Sound and Vibrational Therapies

An Internet stranger recently accused me of being negative, a preacher, a fake, and a hypocrite ~ all over my opinion of a video that had nothing to do with her.
In the past, this would have crushed me.
I’ve carried a lot of fear about expressing my opinions. I’ve felt like my needs and boundaries weren’t valid, and that if I spoke up, I would face consequences. Those old patterns made me shrink back, avoid conflict, and doubt my own voice.
But this time, something different happened.
I didn’t back down.
Yes, I was a little snarky (I’m human!) ~ but I held my ground.
And something unexpected happened: gratitude.
I’m grateful she called me out.
Grateful she pushed me, irritated me, and forced me to notice the energy I was holding onto from my first comment to my last.
I’m grateful because she became a mirror.
Her words showed me two things:
1. How far I’ve come. I no longer collapse into shame when someone disapproves of me.

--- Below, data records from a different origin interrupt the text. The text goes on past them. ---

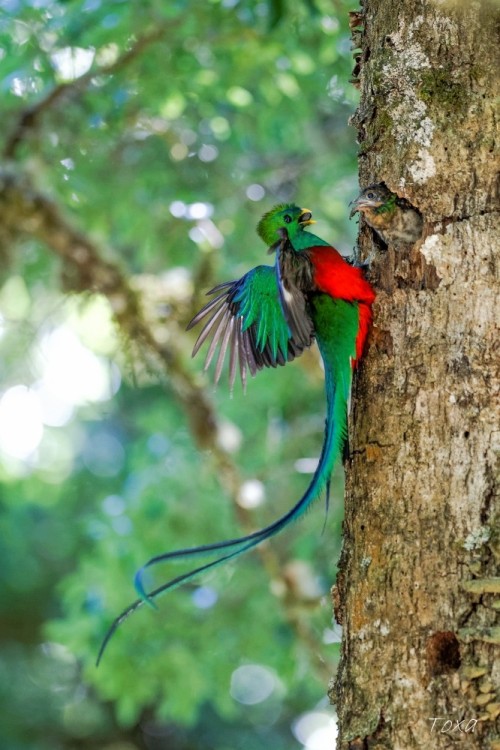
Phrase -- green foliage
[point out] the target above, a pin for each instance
(167, 160)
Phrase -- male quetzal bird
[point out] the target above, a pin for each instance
(264, 319)
(393, 218)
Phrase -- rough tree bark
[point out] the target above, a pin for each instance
(416, 590)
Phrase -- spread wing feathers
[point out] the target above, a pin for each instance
(246, 317)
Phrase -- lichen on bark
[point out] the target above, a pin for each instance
(420, 635)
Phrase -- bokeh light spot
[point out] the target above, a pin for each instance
(253, 684)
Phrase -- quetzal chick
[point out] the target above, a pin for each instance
(265, 319)
(393, 218)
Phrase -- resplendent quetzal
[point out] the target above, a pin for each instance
(265, 319)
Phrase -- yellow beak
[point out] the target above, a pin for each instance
(305, 217)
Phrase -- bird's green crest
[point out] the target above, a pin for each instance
(282, 216)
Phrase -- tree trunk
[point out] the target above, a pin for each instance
(416, 589)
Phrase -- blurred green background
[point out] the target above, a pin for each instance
(166, 157)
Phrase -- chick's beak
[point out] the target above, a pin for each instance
(355, 207)
(306, 217)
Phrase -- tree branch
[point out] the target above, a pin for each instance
(26, 210)
(29, 117)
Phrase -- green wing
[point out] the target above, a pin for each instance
(246, 317)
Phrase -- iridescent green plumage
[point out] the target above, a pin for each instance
(265, 319)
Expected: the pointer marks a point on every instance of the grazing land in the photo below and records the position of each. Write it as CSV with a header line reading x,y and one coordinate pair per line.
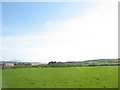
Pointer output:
x,y
61,77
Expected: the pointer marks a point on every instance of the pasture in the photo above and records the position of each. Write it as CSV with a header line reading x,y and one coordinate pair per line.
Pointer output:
x,y
61,77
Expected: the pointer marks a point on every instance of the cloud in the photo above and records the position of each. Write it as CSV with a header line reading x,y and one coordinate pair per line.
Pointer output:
x,y
90,36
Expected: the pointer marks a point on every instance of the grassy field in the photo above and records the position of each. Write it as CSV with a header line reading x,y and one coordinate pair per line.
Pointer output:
x,y
66,77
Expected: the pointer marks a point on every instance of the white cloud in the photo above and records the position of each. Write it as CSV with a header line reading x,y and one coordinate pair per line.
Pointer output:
x,y
90,36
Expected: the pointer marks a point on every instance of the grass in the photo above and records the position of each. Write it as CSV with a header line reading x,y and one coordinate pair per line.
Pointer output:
x,y
66,77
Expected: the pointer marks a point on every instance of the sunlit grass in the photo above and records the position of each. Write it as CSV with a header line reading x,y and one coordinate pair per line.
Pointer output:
x,y
69,77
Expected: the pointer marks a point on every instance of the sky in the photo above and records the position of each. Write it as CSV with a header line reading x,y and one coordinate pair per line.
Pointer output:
x,y
59,31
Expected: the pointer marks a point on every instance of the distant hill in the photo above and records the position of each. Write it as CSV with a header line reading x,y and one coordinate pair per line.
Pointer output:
x,y
94,61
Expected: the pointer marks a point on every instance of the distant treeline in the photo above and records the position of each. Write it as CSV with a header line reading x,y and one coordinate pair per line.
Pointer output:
x,y
87,63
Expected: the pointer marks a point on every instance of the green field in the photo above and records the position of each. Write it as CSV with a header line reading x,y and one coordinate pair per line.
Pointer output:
x,y
61,77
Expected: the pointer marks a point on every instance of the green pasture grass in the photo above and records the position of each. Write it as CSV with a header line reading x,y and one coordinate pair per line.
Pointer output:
x,y
61,77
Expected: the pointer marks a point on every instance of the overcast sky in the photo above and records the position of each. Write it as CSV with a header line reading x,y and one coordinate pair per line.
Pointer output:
x,y
60,31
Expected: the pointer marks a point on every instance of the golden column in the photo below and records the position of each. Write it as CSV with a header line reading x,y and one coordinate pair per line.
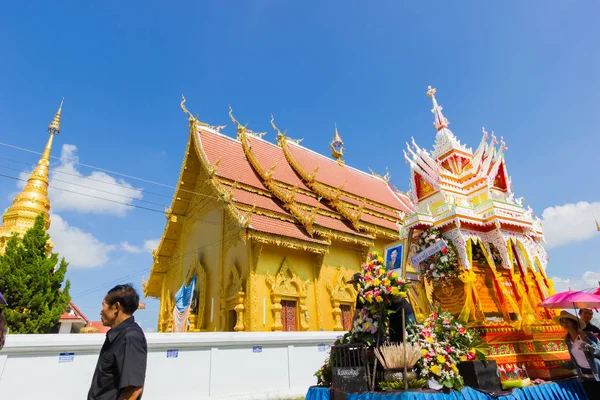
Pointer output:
x,y
33,199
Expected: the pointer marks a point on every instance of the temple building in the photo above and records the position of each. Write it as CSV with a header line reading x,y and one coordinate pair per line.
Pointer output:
x,y
468,197
271,232
33,199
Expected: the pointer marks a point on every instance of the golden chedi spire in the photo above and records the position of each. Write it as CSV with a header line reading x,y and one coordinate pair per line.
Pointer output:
x,y
33,199
337,147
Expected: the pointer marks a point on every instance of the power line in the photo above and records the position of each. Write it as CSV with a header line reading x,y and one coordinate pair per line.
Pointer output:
x,y
106,170
93,188
135,274
89,195
124,186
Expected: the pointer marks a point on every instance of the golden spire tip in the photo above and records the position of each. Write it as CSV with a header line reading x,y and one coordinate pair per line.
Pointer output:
x,y
54,127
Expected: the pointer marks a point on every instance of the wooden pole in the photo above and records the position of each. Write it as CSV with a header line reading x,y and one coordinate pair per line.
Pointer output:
x,y
404,343
407,244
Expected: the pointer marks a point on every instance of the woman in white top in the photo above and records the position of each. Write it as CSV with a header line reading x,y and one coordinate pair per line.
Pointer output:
x,y
584,349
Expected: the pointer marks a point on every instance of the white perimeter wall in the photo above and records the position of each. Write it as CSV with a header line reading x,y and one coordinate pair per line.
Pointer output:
x,y
208,365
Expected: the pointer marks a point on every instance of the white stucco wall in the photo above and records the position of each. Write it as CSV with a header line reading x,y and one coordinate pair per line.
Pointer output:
x,y
208,365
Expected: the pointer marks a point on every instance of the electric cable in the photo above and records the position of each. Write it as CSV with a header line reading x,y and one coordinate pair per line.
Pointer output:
x,y
176,260
55,170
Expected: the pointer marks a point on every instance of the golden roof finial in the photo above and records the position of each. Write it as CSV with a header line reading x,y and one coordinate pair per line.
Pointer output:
x,y
337,147
242,128
185,110
440,121
280,135
33,199
54,127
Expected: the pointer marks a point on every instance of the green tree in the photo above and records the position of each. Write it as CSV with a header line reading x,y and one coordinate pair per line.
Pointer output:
x,y
31,282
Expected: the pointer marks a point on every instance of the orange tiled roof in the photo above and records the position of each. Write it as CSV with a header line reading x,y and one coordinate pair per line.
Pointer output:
x,y
283,228
231,162
355,182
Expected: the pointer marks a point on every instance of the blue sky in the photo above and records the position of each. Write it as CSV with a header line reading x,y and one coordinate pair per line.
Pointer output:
x,y
528,71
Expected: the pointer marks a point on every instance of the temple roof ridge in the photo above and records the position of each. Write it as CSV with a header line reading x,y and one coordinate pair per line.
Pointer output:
x,y
33,199
334,161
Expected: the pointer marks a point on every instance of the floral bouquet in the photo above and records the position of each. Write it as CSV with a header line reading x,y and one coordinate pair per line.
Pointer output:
x,y
378,288
444,342
441,266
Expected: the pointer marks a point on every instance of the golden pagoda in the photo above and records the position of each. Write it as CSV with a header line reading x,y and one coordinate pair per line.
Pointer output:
x,y
33,199
272,232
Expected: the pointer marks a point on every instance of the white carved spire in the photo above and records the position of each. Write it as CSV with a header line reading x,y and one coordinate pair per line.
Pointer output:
x,y
439,120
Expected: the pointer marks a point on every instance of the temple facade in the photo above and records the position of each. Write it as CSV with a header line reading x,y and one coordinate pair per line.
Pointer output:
x,y
271,231
468,197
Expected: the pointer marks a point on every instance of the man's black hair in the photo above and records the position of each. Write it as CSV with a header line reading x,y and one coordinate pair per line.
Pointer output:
x,y
2,329
126,296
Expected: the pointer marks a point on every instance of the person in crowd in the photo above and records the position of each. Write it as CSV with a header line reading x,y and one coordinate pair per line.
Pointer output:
x,y
396,331
121,368
354,282
584,349
3,327
586,315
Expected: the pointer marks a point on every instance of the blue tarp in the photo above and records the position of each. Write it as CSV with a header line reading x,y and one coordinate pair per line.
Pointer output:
x,y
564,390
184,295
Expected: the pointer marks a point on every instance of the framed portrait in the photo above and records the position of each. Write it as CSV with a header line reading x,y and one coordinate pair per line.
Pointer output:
x,y
394,255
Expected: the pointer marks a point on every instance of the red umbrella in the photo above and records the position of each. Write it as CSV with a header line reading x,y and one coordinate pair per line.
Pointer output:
x,y
572,299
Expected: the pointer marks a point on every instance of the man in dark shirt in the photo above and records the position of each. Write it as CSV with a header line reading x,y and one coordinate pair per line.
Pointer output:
x,y
396,331
121,369
586,316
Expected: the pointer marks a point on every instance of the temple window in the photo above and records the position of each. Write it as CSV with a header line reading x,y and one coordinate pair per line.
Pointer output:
x,y
346,316
289,318
288,296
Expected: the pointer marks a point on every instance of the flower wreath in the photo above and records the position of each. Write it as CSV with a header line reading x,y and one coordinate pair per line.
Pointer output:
x,y
441,266
444,343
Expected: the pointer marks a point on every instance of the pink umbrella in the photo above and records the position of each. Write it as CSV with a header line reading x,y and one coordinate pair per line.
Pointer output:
x,y
572,299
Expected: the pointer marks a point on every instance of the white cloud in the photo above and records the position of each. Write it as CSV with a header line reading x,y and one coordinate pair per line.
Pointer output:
x,y
588,280
81,249
570,223
147,247
66,176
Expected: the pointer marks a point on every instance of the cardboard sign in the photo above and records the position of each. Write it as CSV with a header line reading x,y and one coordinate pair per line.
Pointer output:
x,y
428,252
172,353
66,357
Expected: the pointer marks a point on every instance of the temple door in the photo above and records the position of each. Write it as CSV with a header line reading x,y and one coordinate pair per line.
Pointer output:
x,y
346,316
288,316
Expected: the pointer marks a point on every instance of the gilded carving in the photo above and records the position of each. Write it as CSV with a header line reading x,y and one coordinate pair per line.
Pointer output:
x,y
340,293
287,284
198,268
235,297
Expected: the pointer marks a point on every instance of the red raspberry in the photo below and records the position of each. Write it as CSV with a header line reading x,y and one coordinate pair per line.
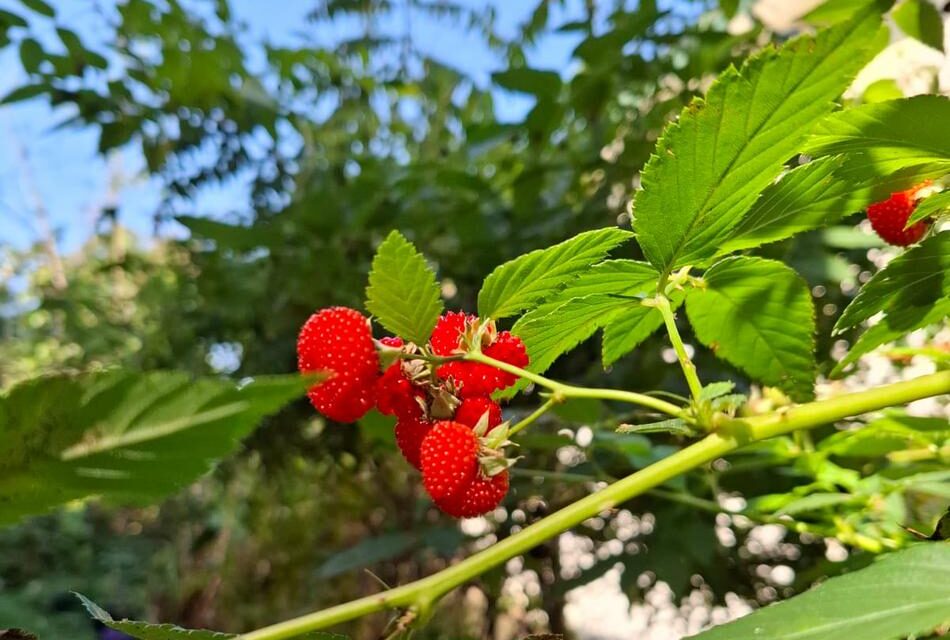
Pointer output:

2. Where I still need to heal. I still have tender spots that flare when I feel misunderstood or judged.
Criticism, whether fair or not, can be a gift. It forces us to look inward and ask: What’s mine to own, and what’s not?
That question is at the heart of growth.
It’s also why I love sound therapy so much.
When we’re triggered, our nervous system kicks into fight, flight, or freeze. The body holds the tension even after the moment has passed. Sound work ~ especially with instruments like the buffalo drum ~ helps shake loose that tension and create space for clarity.
For me, the drum doesn’t just ground me ~ it empowers me. Its rhythm reminds me that I can face discomfort without running from it, and that I can meet conflict with strength instead of collapse.
So yes, I am thankful for the stranger who called me names on the Internet.
She reminded me that I am still here, still growing, still learning to use my voice.